Pay attention to where your steps are leading you, and embrace what life turns out to be, rather than trying to strictly heed your younger self’s ambitions or plan too diligently for your future self.
By the way, my robotics project is put on hold. Phew!
Either, I’m just trying to convey what an awesome dude I (still) am.
Or, there is a message in here somewhere…:
The more time you spend knowing yourself the better. The earlier the better, and the more the better.

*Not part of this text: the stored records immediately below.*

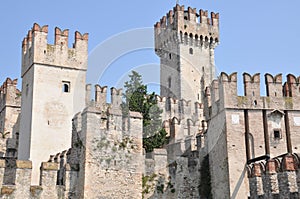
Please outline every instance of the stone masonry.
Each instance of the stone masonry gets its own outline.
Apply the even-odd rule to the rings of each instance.
[[[88,34],[34,24],[17,80],[0,87],[0,198],[299,198],[300,77],[217,78],[219,14],[176,5],[154,25],[162,127],[145,153],[140,113],[122,89],[86,85]],[[47,88],[47,89],[46,89]],[[91,97],[94,90],[94,97]]]

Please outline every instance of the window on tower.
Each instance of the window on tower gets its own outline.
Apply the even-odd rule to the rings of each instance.
[[[168,87],[171,88],[172,86],[172,79],[171,77],[168,78]]]
[[[280,129],[274,129],[273,132],[274,132],[274,139],[281,139],[282,138]]]
[[[66,82],[66,81],[62,82],[62,91],[64,93],[69,93],[70,92],[70,82]]]
[[[190,55],[194,54],[194,49],[190,48]]]
[[[28,96],[28,92],[29,92],[29,85],[26,84],[26,91],[25,91],[26,96]]]

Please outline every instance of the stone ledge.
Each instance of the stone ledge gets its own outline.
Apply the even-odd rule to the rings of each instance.
[[[16,190],[15,186],[2,186],[1,195],[11,195]]]
[[[143,119],[143,116],[139,112],[134,112],[134,111],[129,111],[129,116],[131,118],[138,118],[138,119]]]
[[[42,170],[58,170],[58,164],[56,162],[43,162],[41,165]]]
[[[16,167],[17,169],[32,169],[32,162],[28,160],[17,160]]]

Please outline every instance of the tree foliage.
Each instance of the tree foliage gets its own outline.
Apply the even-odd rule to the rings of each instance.
[[[147,93],[147,86],[136,71],[132,71],[124,87],[123,113],[136,111],[143,115],[143,147],[146,152],[162,147],[167,141],[167,133],[162,129],[162,110],[157,106],[155,93]]]

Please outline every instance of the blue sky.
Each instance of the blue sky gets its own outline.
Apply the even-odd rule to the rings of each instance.
[[[197,10],[202,8],[220,13],[220,45],[215,53],[218,72],[237,71],[240,80],[243,72],[260,72],[262,76],[266,72],[273,75],[283,73],[284,76],[300,74],[299,0],[179,2]],[[89,53],[94,59],[89,63],[91,75],[88,75],[88,82],[119,86],[123,77],[134,68],[145,73],[146,83],[155,84],[159,59],[151,49],[151,28],[175,3],[175,0],[3,1],[0,7],[0,81],[11,77],[20,82],[21,41],[37,22],[49,25],[50,43],[53,43],[56,26],[70,29],[69,43],[73,42],[76,30],[90,34]],[[105,57],[126,45],[122,36],[139,32],[136,29],[141,30],[140,42],[145,37],[145,48],[126,51],[111,62],[102,63]],[[110,42],[113,45],[105,46]],[[105,53],[95,53],[99,48],[99,52]],[[98,72],[104,65],[106,72]]]

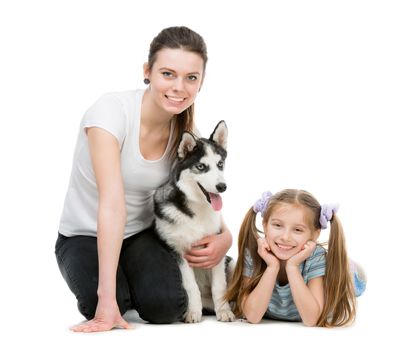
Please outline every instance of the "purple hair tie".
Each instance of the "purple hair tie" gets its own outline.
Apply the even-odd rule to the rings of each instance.
[[[253,210],[254,212],[261,213],[261,216],[264,216],[264,212],[268,207],[268,203],[270,198],[272,197],[272,193],[270,191],[265,191],[262,195],[261,198],[258,199],[254,205],[253,205]]]
[[[328,222],[332,220],[333,214],[339,210],[338,204],[323,204],[321,205],[321,214],[319,216],[319,223],[323,229],[328,227]]]

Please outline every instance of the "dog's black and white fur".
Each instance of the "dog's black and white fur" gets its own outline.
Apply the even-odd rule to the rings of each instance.
[[[203,307],[215,310],[220,321],[234,319],[223,298],[227,274],[233,268],[227,258],[207,270],[193,269],[183,258],[193,243],[221,231],[219,193],[226,189],[223,170],[227,136],[224,121],[218,123],[209,139],[184,132],[170,179],[154,196],[156,231],[179,256],[183,287],[188,295],[185,322],[199,322]]]

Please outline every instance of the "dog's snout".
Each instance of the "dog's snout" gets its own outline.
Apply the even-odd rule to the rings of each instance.
[[[224,184],[222,182],[219,183],[216,187],[217,187],[218,192],[224,192],[226,190],[226,184]]]

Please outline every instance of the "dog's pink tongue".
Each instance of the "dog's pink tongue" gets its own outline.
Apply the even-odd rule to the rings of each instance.
[[[221,210],[222,208],[222,198],[219,194],[208,193],[211,199],[211,205],[215,211]]]

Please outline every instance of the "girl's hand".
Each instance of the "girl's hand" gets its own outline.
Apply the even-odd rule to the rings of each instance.
[[[104,332],[113,328],[132,329],[133,326],[126,322],[119,311],[117,301],[102,303],[99,301],[96,315],[90,321],[71,327],[73,332]]]
[[[189,266],[201,269],[211,269],[225,256],[231,245],[229,232],[210,235],[192,244],[192,249],[186,252],[184,258]]]
[[[271,252],[267,240],[265,238],[257,239],[257,253],[265,261],[268,267],[278,268],[280,263],[278,258]]]
[[[316,247],[317,243],[315,243],[314,241],[306,242],[302,250],[300,250],[297,254],[288,259],[286,267],[299,266],[304,260],[311,256]]]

Be open to sides of yourself you didn’t expect (becoming a finance guru, or stop being one, or becoming one again, desiring 100% leisure or doing meaningful work most of your waking hours, etc. Accept and embrace changing, and encourage the same in others. You will change anyway).
If you have plans you keep postponing and regretting never doing, just stop. Either stop postponing, or stop regretting.
Realize that if you keep postponing, that specific plan just isn’t one of your real priorities and thus nothing to regret. Write it down on a Not To Do list and move on.
P.S. Just as I was writing the final sentences on this spontaneous post, I got an e-mail from a very senior portfolio manager (many billions of dollars in AUM) wanting to talk to me as soon as possible. I like getting close to the sirens to test my own desires, to learn what I really want when a possible turn of events is just a signature away.